According to The Telegraph, an 89-year-old German woman, Ursula Haverbeck a.k.a. “Nazi-Grandma,” has been condemned for claiming that the murder of Jews at Auschwitz was not “historically proven.” The German Constitutional Court is quoted as declaring (I hope the substance of the translation is better than its grammar):

The dissemination of untrue and deliberately false statements of fact can not [sic] contribute to the development of public opinion and thus do [sic] not fall in the remits of protection for free speech.

The denial of the Nazi genocide goes beyond the limits of the peacefulness of public debate and threatens public peace.

Libération, a French leftist daily, also reports the court decision.

Like many—it must be 99% of mankind—I have never done any serious research on the Holocaust. Over the years, I read a number of newspaper or magazine stories and saw some photographs. The only book I read thoroughly was Christopher Browning’s Ordinary Men (HarperCollins, 1992), a very troubling book, which was translated in French and published by a Paris publisher I was associated with. I also skimmed through a negationist book published in Toronto by negationist Ernest Zündel, Did Six Million Really Die: Report of the Evidence in the Canadian ‘False News’ Trial of Ernst Zündel – 1988. The book was prefaced by another negationist, Robert Faurisson, an ex-professor of literature at the Université de Lyon in France.


With such cursory information, how can I believe that the Holocaust happened roughly the way it is generally described? The main reason is that I know the topic has been debated for decades and that, on the free market for ideas, negationism lost. Very, very few credible people who have studied the history of the Holocaust, if any, support the claims of Haverbeck or Zündel.

Right now, a rational belief in the Holocaust depends mainly on the survival of free speech in America. It is still a risky freedom, as the topic is not exactly the ideal research choice for a young historian, except if he knows his conclusion in advance. But government at least stays out of it. If denial of the Holocaust were also criminalized in America, imagine what the situation would be in another half century. We would have no serious reasons to believe that the Holocaust ever happened. The starting point of the economics of Holocaust beliefs is that information is costly. So it is often rational to believe the ideas that have survived the test of debates. Provided there are free debates. Here as elsewhere, free competition is good. On the Holocaust, the debate was free for many decades; now, it is probably only in America that it remains free, that is, not censored by government. Witness, the cases of Haverbeck, Zündel, and Faurisson, all prosecuted for their ideas during the last three decades.

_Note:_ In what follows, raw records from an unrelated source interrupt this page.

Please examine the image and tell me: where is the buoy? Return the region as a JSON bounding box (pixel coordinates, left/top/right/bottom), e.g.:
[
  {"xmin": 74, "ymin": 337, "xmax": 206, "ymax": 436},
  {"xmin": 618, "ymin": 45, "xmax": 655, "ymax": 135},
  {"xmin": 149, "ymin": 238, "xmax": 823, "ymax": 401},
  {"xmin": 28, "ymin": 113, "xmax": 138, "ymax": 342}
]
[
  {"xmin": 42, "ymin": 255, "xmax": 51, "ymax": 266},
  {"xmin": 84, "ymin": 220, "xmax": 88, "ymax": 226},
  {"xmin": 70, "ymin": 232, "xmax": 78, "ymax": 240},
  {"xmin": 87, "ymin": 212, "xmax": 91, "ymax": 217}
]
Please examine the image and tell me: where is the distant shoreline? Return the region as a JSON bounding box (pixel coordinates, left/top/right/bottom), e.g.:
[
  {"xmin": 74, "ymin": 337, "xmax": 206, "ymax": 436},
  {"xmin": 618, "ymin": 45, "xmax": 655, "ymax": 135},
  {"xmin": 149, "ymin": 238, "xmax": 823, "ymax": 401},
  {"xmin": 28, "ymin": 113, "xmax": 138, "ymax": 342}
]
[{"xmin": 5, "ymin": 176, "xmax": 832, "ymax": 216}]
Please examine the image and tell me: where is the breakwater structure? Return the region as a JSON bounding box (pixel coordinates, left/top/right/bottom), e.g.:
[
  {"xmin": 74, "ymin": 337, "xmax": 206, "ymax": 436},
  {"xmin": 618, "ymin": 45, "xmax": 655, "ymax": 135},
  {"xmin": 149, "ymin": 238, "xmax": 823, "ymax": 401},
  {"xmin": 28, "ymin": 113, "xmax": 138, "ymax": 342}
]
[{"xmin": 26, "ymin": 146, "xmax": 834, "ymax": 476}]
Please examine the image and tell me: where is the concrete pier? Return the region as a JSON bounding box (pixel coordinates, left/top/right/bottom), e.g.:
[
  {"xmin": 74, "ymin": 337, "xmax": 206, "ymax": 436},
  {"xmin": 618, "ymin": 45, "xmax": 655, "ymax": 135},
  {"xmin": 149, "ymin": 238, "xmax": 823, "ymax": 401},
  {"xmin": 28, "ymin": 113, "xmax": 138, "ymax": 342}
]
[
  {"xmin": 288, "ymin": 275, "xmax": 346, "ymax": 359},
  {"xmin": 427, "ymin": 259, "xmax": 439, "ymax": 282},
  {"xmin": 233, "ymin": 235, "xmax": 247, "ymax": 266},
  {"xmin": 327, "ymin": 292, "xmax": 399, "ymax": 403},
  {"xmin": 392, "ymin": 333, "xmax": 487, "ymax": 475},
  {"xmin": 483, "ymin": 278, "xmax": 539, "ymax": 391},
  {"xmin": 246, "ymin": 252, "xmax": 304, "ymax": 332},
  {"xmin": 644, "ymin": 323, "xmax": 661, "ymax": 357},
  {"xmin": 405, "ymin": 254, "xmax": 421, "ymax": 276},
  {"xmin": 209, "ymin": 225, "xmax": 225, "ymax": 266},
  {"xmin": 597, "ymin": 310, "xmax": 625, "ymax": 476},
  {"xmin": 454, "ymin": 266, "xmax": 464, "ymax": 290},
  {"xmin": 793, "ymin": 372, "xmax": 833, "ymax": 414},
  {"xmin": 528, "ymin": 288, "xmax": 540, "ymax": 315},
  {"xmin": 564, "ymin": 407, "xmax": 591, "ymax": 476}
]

The absence of dissent, including by dissenters deemed cranks, is worse than their presence in the market.

In On Liberty (1869), John Stuart Mill made the same point:

If even the Newtonian philosophy were not permitted to be questioned, mankind could not feel as complete assurance of its truth as they now do. The beliefs which we have most warrant for, have no safeguard to rest on, but a standing invitation to the whole world to prove them unfounded. If the challenge is not accepted, or is accepted and the attempt fails, we are far enough from certainty still; but we have done the best that the existing state of human reason admits of; we have neglected nothing that could give the truth a chance of reaching us: if the lists are kept open, we may hope that if there be a better truth, it will be found when the human mind is capable of receiving it; and in the meantime we may rely on having attained such approach to truth, as is possible in our own day. This is the amount of certainty attainable by a fallible being, and this the sole way of attaining it.

It is depressing that many our contemporaries have forgotten this, naïvely trusting the state to tell them what is true.